Nieuwe e-learning kan ggz-wachtlijsten verkorten

5 december 2023
jonge vrouw volgt gendersensitieve behandeling via e-learning
GGZ
Nieuws

Onlangs is een nieuwe e-learning geïntroduceerd, die belooft de lange wachtlijsten in de ggz te verkorten. Deze module, ontwikkeld met een specifieke focus op gender, is een initiatief van hoogleraar Klinische Psychologie Marrie Bekker. Het doel van de module is om de gendersensitiviteit in de behandeling van psychische aandoeningen te vergroten, terwijl tegelijkertijd een efficiëntere en toegankelijkere zorgverlening wordt geboden. Met deze innovatieve benadering beoogt de e-learning een belangrijke rol te spelen in het verminderen van de druk op de ggz, met name voor cliënten die kampen met depressie-, angst- en spanningsklachten.

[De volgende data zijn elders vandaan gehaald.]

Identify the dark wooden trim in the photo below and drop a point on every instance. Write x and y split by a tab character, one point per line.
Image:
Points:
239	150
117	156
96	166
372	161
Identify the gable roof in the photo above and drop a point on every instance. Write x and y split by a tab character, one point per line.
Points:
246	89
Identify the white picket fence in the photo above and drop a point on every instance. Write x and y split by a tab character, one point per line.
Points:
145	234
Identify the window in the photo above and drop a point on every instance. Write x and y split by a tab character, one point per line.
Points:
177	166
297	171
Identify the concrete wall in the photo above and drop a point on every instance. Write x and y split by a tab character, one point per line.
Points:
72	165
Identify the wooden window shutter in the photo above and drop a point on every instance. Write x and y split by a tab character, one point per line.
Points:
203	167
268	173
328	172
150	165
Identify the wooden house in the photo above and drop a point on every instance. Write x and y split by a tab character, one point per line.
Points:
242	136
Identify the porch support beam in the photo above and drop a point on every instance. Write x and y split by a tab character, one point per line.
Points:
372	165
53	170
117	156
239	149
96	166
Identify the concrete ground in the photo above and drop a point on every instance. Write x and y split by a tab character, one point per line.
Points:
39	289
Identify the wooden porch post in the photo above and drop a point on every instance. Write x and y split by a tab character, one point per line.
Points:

In december 2023 introduceerde hoogleraar Klinische Psychologie Marrie Bekker een innovatieve e-learning module gericht op gender en autonomie in de geestelijke gezondheidszorg (ggz). Deze online module, is bedoeld voor praktijkondersteuners ggz en cliënten met depressie-, angst- en spanningsklachten. In de e-learning wordt het belang van gendersensitiviteit en autonomie in de behandeling benadrukt.

Gendersensitiviteit

Bekker legt op de website van ZonMw uit waarom meer gendersensitiviteit nodig is:  “In de geestelijke gezondheidszorg wordt nog te weinig rekening gehouden met sekse- en genderverschillen. Van angststoornissen is bekend dat ze 2 keer zo vaak voorkomen bij vrouwen dan bij mannen. Je ziet dit verschil al opduiken in het begin van de puberteit.”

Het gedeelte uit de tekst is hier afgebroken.